Une vision horrible, envoyée sans doute par quelque diable envieux, effraie parfois les enfants au berceau ; c’est la bête Saint-Germain. Il est indispensable de faire dire une messe en l’honneur de ce saint, pour vaincre le monstre et délivrer les enfants[2].

Dans le Perche, à Tourouvre, près de l’Aigle, une méchante sorcière, appelée la mère Nique, armée d’un énorme bâton, poursuit, de temps immémorial, les petits enfants, pour leur administrer des corrections qui ne sont nullement maternelles ; mais nos vaillants marmots ont formé, entr’eux, une sorte d’assurance mutuelle, offensive et défensive, qui parvient à conjurer les attaques de la mère Nique. Il est supposable que la mère Nique est d’origine Scandinave ; son nom rappelle certaines divinités des eaux, de nature malfaisante, appelées chez les peuples septentrionaux : Nick, Nuck, Nacken, Nixen et Nissen. Peut-être est-ce au souvenir traditionnel de ces méchantes déesses, que nous devons l’expression proverbiale : Faire la nique[3].

  1. L. Dubois, Annuaire statistique du départ. de l’ Orne — J. Chrétien, Usages, préjugés, etc., de l’arrondissement d’Argentan.
  2. P. Le Fillastre, Superst. du canton de Briquebec, (Annuaire de la Manche, année 1832, p. 217.)
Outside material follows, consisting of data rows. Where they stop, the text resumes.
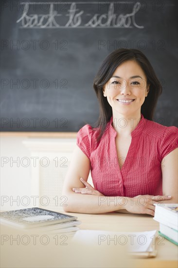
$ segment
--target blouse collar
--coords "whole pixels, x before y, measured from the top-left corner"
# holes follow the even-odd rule
[[[116,136],[117,135],[117,132],[112,126],[112,120],[113,115],[111,116],[110,121],[109,122],[109,128],[110,131],[110,133],[114,135],[114,136]],[[132,121],[130,120],[130,123],[131,123]],[[143,128],[145,126],[145,119],[144,118],[143,115],[142,115],[142,114],[141,114],[141,120],[140,120],[135,129],[131,133],[132,138],[133,137],[136,137],[136,136],[140,135],[142,133],[142,132]]]

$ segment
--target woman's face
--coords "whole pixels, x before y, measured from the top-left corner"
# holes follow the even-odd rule
[[[141,112],[149,92],[146,77],[134,60],[122,63],[104,86],[104,96],[112,110],[127,115]]]

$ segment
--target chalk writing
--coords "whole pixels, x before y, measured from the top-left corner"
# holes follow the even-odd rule
[[[137,2],[133,6],[131,13],[125,15],[114,13],[114,2],[110,3],[107,13],[96,13],[94,15],[87,14],[87,10],[85,12],[85,10],[77,8],[77,4],[75,2],[70,3],[71,4],[69,9],[67,9],[67,13],[64,13],[63,11],[62,13],[58,13],[55,10],[55,5],[60,4],[57,2],[48,3],[49,4],[48,14],[29,14],[30,5],[38,3],[36,2],[21,3],[24,5],[23,13],[17,20],[17,23],[21,22],[20,28],[144,28],[143,26],[138,25],[135,19],[135,14],[138,12],[141,6],[139,2]],[[69,3],[66,2],[66,4]],[[97,2],[92,2],[92,4],[89,2],[83,2],[83,4],[84,3],[87,7],[87,4],[90,5],[97,3]],[[89,16],[91,18],[87,23],[84,23],[84,20]],[[68,17],[68,21],[65,23]]]

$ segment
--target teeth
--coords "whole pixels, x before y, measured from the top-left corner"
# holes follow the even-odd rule
[[[124,100],[124,99],[118,99],[118,101],[121,101],[121,102],[131,102],[132,101],[133,101],[134,99],[131,99],[130,100]]]

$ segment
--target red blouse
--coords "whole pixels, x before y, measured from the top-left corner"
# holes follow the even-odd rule
[[[162,195],[161,162],[178,147],[178,128],[165,127],[141,115],[121,170],[112,123],[112,116],[98,143],[98,130],[89,124],[77,133],[77,145],[90,161],[94,188],[108,196]]]

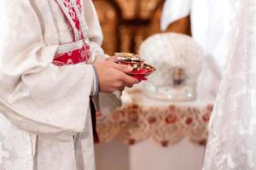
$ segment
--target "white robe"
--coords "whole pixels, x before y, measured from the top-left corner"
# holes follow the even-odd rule
[[[234,28],[236,0],[166,0],[162,30],[190,14],[193,38],[203,48],[206,58],[198,78],[199,98],[217,96]],[[235,8],[235,9],[234,9]]]
[[[237,0],[204,170],[256,170],[256,1]]]
[[[82,13],[93,60],[102,36],[91,0]],[[73,42],[55,0],[1,0],[0,23],[0,169],[95,169],[94,71],[51,64],[58,45]]]

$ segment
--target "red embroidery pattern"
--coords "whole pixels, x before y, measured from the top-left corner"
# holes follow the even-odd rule
[[[77,31],[73,29],[73,37],[75,37],[76,32],[79,31],[79,40],[82,40],[83,38],[85,38],[85,35],[83,35],[81,23],[79,19],[79,14],[76,13],[74,6],[71,1],[72,0],[62,0],[61,2],[64,7],[61,7],[61,5],[60,3],[59,4],[62,11],[64,12],[68,22],[71,22],[71,20],[68,20],[68,17],[72,18],[73,20],[72,21],[73,23],[70,23],[70,25],[71,26],[74,25],[76,26]],[[76,5],[78,6],[79,13],[81,13],[80,0],[76,1]],[[75,40],[75,41],[79,41],[79,40]],[[84,43],[83,46],[79,48],[76,48],[74,50],[71,50],[65,53],[55,54],[55,59],[53,60],[53,64],[58,66],[61,66],[65,65],[74,65],[80,62],[87,62],[89,60],[89,58],[90,58],[90,46],[88,44]]]
[[[78,14],[75,11],[75,8],[71,2],[71,0],[62,0],[63,4],[65,5],[66,9],[68,11],[68,14],[70,17],[72,18],[73,21],[74,22],[74,25],[76,28],[78,29],[79,32],[79,40],[83,38],[83,33],[81,31],[80,22],[78,17]],[[76,4],[79,9],[79,12],[81,13],[81,3],[80,0],[77,0]],[[76,31],[73,30],[75,32]]]

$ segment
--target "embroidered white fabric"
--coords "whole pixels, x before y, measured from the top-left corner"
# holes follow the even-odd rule
[[[239,8],[204,170],[256,169],[256,1],[241,0]]]
[[[73,42],[66,17],[55,0],[1,3],[0,169],[94,170],[93,68],[49,64],[58,44]],[[96,59],[101,28],[91,0],[81,3]]]

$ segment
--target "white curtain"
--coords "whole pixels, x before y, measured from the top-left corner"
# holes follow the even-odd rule
[[[239,2],[237,0],[236,2]],[[204,170],[256,169],[256,1],[240,0]]]

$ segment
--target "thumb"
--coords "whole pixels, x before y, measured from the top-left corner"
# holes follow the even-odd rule
[[[131,65],[116,64],[116,63],[113,63],[113,67],[122,72],[131,72],[133,70],[132,66]]]

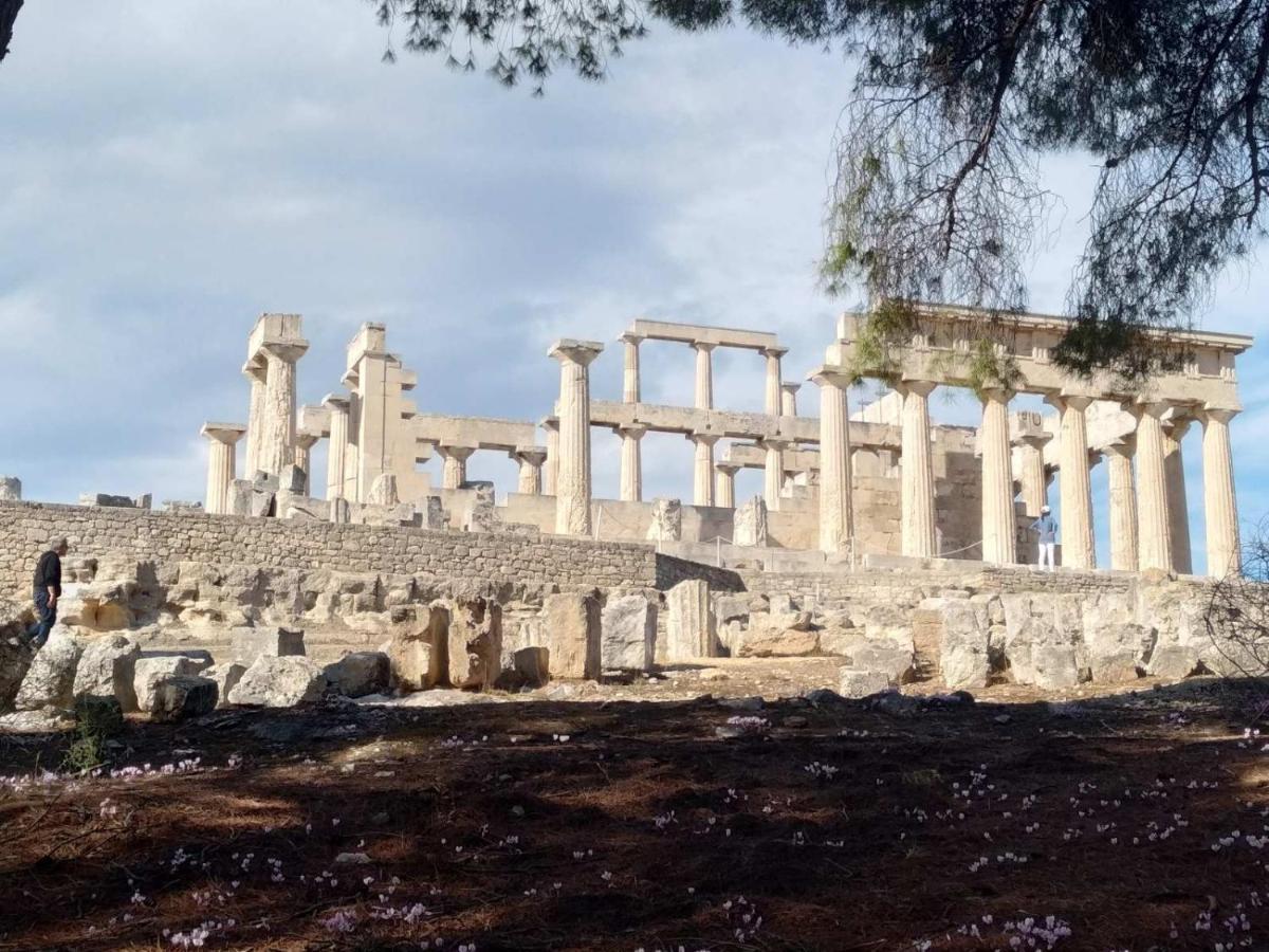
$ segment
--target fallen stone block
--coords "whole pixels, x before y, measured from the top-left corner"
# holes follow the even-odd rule
[[[19,711],[70,707],[75,699],[75,669],[82,650],[69,631],[55,628],[32,659],[14,707]]]
[[[305,633],[297,628],[235,628],[233,660],[250,665],[258,658],[302,658]]]
[[[646,671],[656,651],[656,605],[645,595],[608,599],[600,616],[604,670]]]
[[[354,651],[322,669],[326,682],[344,697],[365,697],[387,689],[391,665],[382,651]]]
[[[216,710],[220,693],[211,678],[176,675],[164,678],[155,689],[151,717],[156,721],[184,721]]]
[[[230,692],[230,703],[294,707],[320,701],[326,675],[307,658],[258,658]]]
[[[89,638],[75,669],[75,697],[113,697],[124,711],[136,711],[133,680],[140,658],[141,646],[126,635]]]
    Cette croyance doit être mise au rang de cette espèce de préjugé qui consiste à croire qu’un saint peut envoyer une maladie particulière à un enfant, et que, si une messe n’est pas dite en l’honneur du patron de cette maladie, l’enfant n’obtiendra pas guérison. On appelle cela être tenu de tel ou tel saint, ayant soin toujours d’établir un rapprochement entre le nom de la maladie et celui du patron. Un enfant, par exemple, qui a des engelures ou quelques douleurs rhumatismales aux doigts, est tenu de saint Main.
  3. G. Vaugeois, Hist. des antiquités de la ville de l’Aigle, p. 587.